Kamala menggelengkan kepala. “Gimana aku bisa marah? Wong kamu sudah ada di sini. Mau gimana lagi?”
Sarah nyengir lebar. “Mas Dion juga sudah ada di sini.”
“Memang kenapa sama Mas-mu?” Kamala menaikkan alis tinggi-tinggi.
“Ish, Mbak Kama gitu, deh. Pura-pura nggak tahu.” Sarah mengerucutkan bibir.
“Lah, memang aku nggak tahu, Sarah.” Kamala berkata dengan lembut. “Memangnya ada apa dengan Mas Dion-mu itu? Maafin aku karena dia nggak bisa masuk.”
Sarah mengangguk mengerti. “Paham kok, Mbak. Alhamdulillah Mbak Kama sudah paham dengan ilmu taaruf.”
Kamala mengerjap-ngerjapkan mata. Dia gatal ingin menggaruk kepala yang tidak gatal. Bicara dengan Sarah sepertinya butuh tingkat kecerdasan ekstra tinggi karena topik pembicaraan perempuan itu terus meloncat-loncat tidak karuan.
“Taaruf apaan sih, Sar? Aku malah nggak paham sama sekali.” Kamala menghela napas dalam-dalam.
“Loh, yang Mbak tadi bilang ....” Sarah membulatkan bola mata. Detik berikutnya dia mengibaskan tangan. “Ah, sudahlah. Sepertinya salah persepsi kita ini.”
“Sepertinya begitu.”
“Mbak Kama nggak mau tawarin aku minuman gitu?”
Wajah Kamala memerah. Buru-buru dia meloncat dari sofa mungilnya.
“Aku es jeruk aja, Mbak. Kalau Mas Dion favoritnya itu ada es teh sama kopi manis.”
Merah di wajah Kamala semakin bertambah. Mau mendongkol, tetapi dua orang itu adalah tamunya. Alhasil Kamala membuat minuman dengan gerakan terburu-buru karena menahan kekesalan.
Sarah tidak menjelaskan maksud kedatangannya ke kontrakan Kamala. Bahkan perempuan itu tidak lagi menyinggung soal Dion sama sekali.
Sarah malah membahas tentang novel baru di penerbitan Kamala. Dia mengaku sempat membaca satu buku yang sudah dicetak. Baru opening saja sudah membuat Sarah langsung jatuh cinta pada tulisan Syaron.
“Pasti bakal booming itu novelnya. Best seller sudah.” Sarah mencomot sekeping biskuit kelapa.
Kamala tersedak minumannya. Dia batuk-batuk hebat. Sarah yang duduk di sampingnya langsung bereaksi dengan kecemasan tingkat tinggi.

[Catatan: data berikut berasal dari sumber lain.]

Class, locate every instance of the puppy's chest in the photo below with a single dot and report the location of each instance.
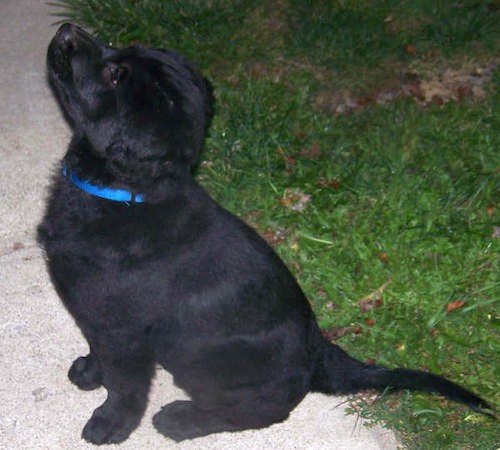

“Duh, Mbak Kama. Hati-hati dong, kalau minum. Baca bismillah dulu gitu, jangan asal tenggak aja. Lah, ini kenapa batuknya belum berhenti? Aduh. Mas Dion, tolong! Mbak Kama ini, Mas!”
Kamala menahan lengan Sarah, berusaha menahan perempuan itu agar tidak memanggil sang kakak. Namun, terlambat. Dion sudah masuk dan segera menepuk-nepuk punggung Kamala.

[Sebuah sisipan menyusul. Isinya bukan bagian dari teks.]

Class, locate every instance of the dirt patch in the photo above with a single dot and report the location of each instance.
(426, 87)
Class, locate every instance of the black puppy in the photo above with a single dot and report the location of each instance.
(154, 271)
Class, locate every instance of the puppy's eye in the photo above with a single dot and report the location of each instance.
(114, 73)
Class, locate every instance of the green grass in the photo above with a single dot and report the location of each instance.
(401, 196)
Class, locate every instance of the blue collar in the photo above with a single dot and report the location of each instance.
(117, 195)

“Sudah mendingan?” tanya Dion lembut.
Kamala mengangguk. Wanita itu merutuk dalam hati sebab seharian ini jadi gampang tersipu malu.

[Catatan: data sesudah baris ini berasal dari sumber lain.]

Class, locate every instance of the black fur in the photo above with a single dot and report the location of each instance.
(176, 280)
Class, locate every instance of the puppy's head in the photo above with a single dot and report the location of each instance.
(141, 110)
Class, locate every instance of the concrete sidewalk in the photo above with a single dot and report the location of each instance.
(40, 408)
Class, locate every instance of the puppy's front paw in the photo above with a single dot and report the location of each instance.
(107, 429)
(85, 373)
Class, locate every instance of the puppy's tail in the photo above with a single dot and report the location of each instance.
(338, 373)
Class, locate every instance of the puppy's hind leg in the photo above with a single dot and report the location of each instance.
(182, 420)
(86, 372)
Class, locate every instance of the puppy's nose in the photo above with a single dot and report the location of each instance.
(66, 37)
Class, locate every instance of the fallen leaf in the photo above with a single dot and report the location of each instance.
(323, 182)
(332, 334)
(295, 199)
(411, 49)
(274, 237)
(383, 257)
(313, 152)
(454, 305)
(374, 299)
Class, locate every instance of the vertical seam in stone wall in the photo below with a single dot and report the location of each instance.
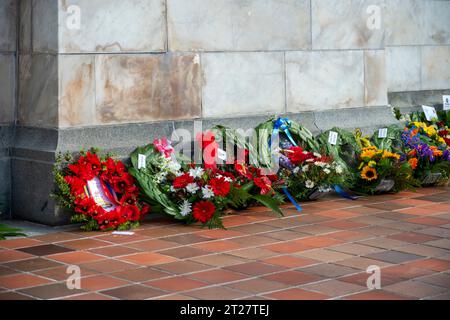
(94, 59)
(15, 105)
(202, 116)
(310, 24)
(166, 25)
(364, 77)
(285, 82)
(420, 68)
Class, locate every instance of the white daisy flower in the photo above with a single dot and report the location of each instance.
(185, 208)
(320, 164)
(207, 192)
(196, 172)
(309, 184)
(192, 188)
(173, 166)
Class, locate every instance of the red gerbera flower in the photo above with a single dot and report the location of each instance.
(76, 185)
(85, 205)
(203, 211)
(297, 156)
(182, 181)
(123, 183)
(264, 183)
(209, 147)
(219, 186)
(243, 170)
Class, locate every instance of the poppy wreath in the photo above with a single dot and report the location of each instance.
(99, 192)
(189, 192)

“Heh, Mas Dion. Jangan lama-lama pegang Mbak Kama. Bukan mahram.” Sarah menepis tangan kakaknya yang masih bertengger di punggung Kamala.
Dion menepi. Dia duduk merapat ke dinding. Tidak ada tanda-tanda lelaki itu akan keluar.
“Kamu udah bilang ke Kama, Sar?” tanya Dion.
Sarah menepuk dahi. “Astaghfirullah, aku lupa! Tapi Mas Dion udah di sini. Mas Dion sendiri aja gih, yang ngomong.”
Dion melempar lirikan tajam ke arah adiknya. Sarah tertawa kecil. Perempuan itu beringsut lebih mendekat ke arah Kamala.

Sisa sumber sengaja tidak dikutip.